异戊酸通过SIRT1信号通路抑制肝铁下垂减轻败血症诱导的肝损伤

肝脏在脓毒症患者的进展中起着至关重要的作用。值得注意的是，它是代谢和解毒的中心，对免疫调节和炎症反应很重要。异戊酸（IFA）是一种天然存在于Cimicifuga植物中的酚酸化合物，具有抗炎、抗氧化和清除自由基的特性。然而，其在脓毒症引起的急性肝损伤中的保护机制尚不清楚。本研究主要探讨IFA对脓毒症所致肝损伤的治疗作用，并探讨其潜在的保护机制。在体内实验中，采用盲肠结扎穿刺（CLP）模型诱导小鼠脓毒症。EX-527腹腔注射给药，IFA灌胃给药。随后，通过苏木精-伊红染色评估肝脏病理损害。脂质过氧化水平通过测定MDA、SOD、GSH和亚铁含量来测定。同时采用qPCR、免疫组化、Western blotting等方法分析相关基因及靶蛋白水平。体外实验中，先用erastin诱导AML12细胞凋亡，然后转染SIRT1-siRNA，再用IFA处理。随后，系统评估ROS水平，量化线粒体膜电位（MMP）损伤程度，并对AML12细胞进行Nrf2免疫荧光染色分析。最后，应用分子对接和表面等离子体共振（SPR）技术验证SIRT1-IFA相互作用。从体内实验来看，CLP引起的脓毒症可引起肝铁下垂。IFA灌胃可减轻肝铁下垂，而腹腔注射EX-527联合IFA灌胃可逆转IFA的保护作用。体外实验显示，IFA可减轻erastin诱导的AML12细胞铁下垂。转染SIRT1-siRNA后，IFA的保护作用被逆转。IFA通过SIRT1信号通路减轻脓毒症诱导的急性肝损伤。

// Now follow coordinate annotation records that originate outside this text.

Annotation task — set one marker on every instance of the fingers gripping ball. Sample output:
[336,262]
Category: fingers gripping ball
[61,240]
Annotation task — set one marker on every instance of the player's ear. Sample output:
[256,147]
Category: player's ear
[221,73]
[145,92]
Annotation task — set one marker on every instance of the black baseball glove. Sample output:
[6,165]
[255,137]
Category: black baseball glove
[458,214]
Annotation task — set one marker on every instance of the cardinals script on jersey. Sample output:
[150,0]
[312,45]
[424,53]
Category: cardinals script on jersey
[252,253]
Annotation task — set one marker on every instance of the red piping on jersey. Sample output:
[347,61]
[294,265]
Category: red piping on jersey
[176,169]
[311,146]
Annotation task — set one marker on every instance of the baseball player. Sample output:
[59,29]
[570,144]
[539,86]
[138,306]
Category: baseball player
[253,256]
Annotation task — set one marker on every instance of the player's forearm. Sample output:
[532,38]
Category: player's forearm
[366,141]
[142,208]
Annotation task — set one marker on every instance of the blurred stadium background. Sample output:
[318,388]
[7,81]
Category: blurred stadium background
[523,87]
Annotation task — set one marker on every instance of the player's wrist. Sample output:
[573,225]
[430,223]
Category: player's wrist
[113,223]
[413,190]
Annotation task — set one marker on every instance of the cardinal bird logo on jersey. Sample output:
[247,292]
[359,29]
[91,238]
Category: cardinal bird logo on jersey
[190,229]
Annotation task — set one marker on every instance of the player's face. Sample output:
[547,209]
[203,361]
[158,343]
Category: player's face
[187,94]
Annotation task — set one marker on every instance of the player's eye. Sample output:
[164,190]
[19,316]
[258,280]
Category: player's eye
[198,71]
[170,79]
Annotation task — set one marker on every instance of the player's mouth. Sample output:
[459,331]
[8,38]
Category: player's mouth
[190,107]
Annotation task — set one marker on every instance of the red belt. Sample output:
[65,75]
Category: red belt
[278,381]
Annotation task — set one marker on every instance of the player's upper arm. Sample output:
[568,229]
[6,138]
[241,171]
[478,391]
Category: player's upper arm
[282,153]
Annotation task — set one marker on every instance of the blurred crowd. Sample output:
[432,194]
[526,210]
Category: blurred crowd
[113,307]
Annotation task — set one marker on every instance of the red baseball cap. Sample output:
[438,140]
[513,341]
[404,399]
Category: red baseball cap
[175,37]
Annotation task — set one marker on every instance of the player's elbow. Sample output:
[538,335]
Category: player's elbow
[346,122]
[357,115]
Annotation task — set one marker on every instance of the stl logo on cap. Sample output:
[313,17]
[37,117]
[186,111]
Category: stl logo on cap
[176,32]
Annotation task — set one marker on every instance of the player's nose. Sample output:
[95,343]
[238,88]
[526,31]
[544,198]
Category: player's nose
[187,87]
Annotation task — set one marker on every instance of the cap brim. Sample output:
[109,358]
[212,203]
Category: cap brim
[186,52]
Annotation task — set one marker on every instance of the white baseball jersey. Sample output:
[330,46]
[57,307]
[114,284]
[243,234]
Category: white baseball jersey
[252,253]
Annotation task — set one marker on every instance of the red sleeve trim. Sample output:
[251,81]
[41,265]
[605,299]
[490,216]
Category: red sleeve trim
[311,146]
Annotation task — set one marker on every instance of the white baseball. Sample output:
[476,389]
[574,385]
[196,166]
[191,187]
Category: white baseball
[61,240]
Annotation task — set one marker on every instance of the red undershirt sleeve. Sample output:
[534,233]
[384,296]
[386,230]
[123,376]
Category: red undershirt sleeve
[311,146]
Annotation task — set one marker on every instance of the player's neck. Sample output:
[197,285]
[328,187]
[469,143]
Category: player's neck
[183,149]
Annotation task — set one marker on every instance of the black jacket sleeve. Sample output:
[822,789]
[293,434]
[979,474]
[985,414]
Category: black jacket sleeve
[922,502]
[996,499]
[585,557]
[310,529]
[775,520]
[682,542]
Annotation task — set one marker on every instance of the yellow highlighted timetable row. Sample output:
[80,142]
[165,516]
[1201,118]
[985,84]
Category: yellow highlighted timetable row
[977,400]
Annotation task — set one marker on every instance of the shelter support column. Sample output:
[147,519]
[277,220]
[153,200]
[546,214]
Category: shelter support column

本文章由计算机程序翻译，如有差异，请以英文原文为准。

求助全文

约1分钟内获得全文求助全文

来源期刊

Phytotherapy Research 医学-药学

CiteScore

12.80

自引率

5.60%

发文量

325

审稿时长

2.6 months

期刊介绍： Phytotherapy Research is an internationally recognized pharmacological journal that serves as a trailblazing resource for biochemists, pharmacologists, and toxicologists. We strive to disseminate groundbreaking research on medicinal plants, pushing the boundaries of knowledge and understanding in this field. Our primary focus areas encompass pharmacology, toxicology, and the clinical applications of herbs and natural products in medicine. We actively encourage submissions on the effects of commonly consumed food ingredients and standardized plant extracts. We welcome a range of contributions including original research papers, review articles, and letters. By providing a platform for the latest developments and discoveries in phytotherapy, we aim to support the advancement of scientific knowledge and contribute to the improvement of modern medicine.